Als die Hamburger sich nach gut 30 Minuten ein kleines Verschnaufpäuschen gönnten, zeigten die Schwaben, daß mit Kampf allein kein Spiel zu gewinnen ist, eine Idee von Cleverneß dem Tabellenvierten noch abgeht: Michael Frontzek, läuferisch und ohne Ball bis dahin ein Genuß, zirkelt einen Freistoß vor dem HSV-Tor mitten durch die HSV-Männermauer direkt unter dem Körper von HSV-Torwart Richard Golz durch ins Tor — 1:1. Immerhin war der HSV-Schlußmann auf seinem Posten, als ihn in der 38. Minute Manfred Kastl per Kopfball zur Flugparade verleitete; sechs Minuten darauf traf Strehmel nur den Pfosten des HSV-Tores.

Nach dem Wechsel hatten die Stuttgarter ihre Gegner endgültig im Griff. Und der „Schwaben-Express“ (HSV-Blatt 'Live aktuell‘)? Offenbar in froher Erwartung des einen Punktes, den zu entführen aus Hamburg ihm zuletzt im Dezember 1983 gelang, konzentrierte er sich auf die Verteidigung, Motto: Der Zweck heiligt die Mittel.

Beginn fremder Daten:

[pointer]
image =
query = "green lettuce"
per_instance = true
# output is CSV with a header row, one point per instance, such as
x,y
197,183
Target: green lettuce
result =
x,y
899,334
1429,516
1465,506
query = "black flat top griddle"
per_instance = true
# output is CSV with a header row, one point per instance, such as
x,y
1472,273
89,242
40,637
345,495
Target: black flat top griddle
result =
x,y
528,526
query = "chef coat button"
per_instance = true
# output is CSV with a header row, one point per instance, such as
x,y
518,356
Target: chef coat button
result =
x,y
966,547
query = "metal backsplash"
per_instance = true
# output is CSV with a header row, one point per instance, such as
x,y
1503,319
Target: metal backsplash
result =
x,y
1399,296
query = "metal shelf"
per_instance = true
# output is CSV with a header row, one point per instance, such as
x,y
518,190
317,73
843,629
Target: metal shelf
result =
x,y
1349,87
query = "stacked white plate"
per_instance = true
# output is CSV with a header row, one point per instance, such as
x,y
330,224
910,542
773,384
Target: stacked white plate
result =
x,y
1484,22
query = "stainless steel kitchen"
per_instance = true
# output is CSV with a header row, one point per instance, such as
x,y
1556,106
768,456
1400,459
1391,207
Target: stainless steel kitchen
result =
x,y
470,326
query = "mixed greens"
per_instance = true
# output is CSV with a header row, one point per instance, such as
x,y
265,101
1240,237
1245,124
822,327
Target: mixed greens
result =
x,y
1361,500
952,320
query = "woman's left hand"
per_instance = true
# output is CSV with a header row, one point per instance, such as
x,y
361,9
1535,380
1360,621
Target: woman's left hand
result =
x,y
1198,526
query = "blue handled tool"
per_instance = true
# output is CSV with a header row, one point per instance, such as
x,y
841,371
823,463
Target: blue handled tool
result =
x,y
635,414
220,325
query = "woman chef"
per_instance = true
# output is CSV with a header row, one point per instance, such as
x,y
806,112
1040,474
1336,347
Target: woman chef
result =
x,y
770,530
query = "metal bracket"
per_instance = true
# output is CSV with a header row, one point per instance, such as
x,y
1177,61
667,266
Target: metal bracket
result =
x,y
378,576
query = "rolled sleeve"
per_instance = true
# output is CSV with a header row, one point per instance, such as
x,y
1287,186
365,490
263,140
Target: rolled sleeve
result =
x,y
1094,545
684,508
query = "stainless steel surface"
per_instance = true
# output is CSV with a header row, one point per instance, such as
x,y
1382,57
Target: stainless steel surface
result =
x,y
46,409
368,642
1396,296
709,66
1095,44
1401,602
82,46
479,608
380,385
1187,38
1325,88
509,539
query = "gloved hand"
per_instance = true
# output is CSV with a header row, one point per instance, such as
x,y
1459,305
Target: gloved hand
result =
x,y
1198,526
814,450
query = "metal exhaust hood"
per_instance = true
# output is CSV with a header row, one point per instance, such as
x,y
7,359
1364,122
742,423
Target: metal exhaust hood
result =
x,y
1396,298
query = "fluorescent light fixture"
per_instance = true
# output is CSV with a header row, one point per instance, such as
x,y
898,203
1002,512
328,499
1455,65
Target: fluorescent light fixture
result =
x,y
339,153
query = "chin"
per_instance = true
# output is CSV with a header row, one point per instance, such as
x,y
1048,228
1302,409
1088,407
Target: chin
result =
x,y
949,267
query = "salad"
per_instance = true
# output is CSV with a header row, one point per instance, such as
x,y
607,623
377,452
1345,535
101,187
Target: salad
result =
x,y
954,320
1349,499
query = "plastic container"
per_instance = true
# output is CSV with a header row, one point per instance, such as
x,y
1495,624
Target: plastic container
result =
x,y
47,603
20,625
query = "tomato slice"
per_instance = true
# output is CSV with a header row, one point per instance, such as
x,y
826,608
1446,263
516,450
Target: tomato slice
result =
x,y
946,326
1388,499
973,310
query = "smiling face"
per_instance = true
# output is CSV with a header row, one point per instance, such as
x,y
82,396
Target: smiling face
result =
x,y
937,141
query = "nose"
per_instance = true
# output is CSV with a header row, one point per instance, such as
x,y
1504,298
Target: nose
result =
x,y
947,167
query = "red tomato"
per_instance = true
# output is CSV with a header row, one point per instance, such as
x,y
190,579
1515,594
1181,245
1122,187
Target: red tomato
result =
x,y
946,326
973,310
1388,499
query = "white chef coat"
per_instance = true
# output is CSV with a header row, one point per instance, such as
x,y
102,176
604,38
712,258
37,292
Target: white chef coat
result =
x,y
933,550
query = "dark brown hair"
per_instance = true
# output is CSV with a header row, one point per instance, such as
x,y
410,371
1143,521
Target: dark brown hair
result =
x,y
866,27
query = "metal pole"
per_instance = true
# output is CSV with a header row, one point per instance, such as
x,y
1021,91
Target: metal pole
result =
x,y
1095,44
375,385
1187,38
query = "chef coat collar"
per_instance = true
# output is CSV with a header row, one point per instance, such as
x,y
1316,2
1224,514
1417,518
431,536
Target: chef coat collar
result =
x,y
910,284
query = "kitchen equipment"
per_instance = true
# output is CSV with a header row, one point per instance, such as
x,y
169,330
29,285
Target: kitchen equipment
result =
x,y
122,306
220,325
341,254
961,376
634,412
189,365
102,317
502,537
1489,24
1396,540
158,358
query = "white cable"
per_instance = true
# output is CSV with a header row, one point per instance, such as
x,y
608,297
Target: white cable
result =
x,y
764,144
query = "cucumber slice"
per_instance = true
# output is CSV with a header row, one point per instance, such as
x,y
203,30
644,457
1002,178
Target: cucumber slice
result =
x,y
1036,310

Furtok, Waas, Spörl oder auch Eck: Alle HSV-Versuche, sich doch noch eine Bresche zu schlagen, scheiterten nicht zuletzt an der holzigen Art, die der schwäbische Defensivblock zelebrierte, wie nur Spitzenmannschaften mit Meisterschaftsträumen es vermögen. Fünfmal verwarnte der Schwarzrock den VfB mit gelber Karte; Günther Schäfer schickte er gar vom Platz, nachdem er am Boden liegend per Hacke Furtoks Oberschenkel malträtierte.

Was nun Christoph Daum für eine „typische Bewegung, wenn man sich wieder hinsetzen will“, hielt, sah Schock freilich anders: „Dann hat er wohl per steigendem Druck noch nachgeholfen.“ Und doch: Friede über'm Volksparkstadion, trotz ausbleibender Katharsis, trotz des eigentlich doch fehlenden HSV-Siegtores. Während Daum froh war, „weiter in der Spitzengruppe“ zu bleiben, war Schock ganz Ehrenmann: „Ich bin stolz, daß wir auch in der Spitzengruppe sind.“

Offen blieb eigentlich nur, wann das Hamburger Publikum dem HSV dessen üble Vorstellungen der Jahre 1984—1988 verzeihen wird. Hunke: „Wir werden um jeden Kunden kämpfen.“ Von Liebe keine Spur?

Hamburger SV: Golz - Rohde - Beiersdorfer, Kober - Spörl, Hartmann (77. Nando), von Heesen, Matysik, Eck (89. Eckel) - Furtok, Waas.

VfB Stuttgart: Immel - Dubajic - Schmäler, Schäfer - Schneider, Buchwald, Strehmel, Gaudino, Frontzeck - Walter, Kastl (55. Sverisson).

Zuschauer: : 26.000. Tore: 1:0 Spörl (4.), 1:1 Frontzeck (37.).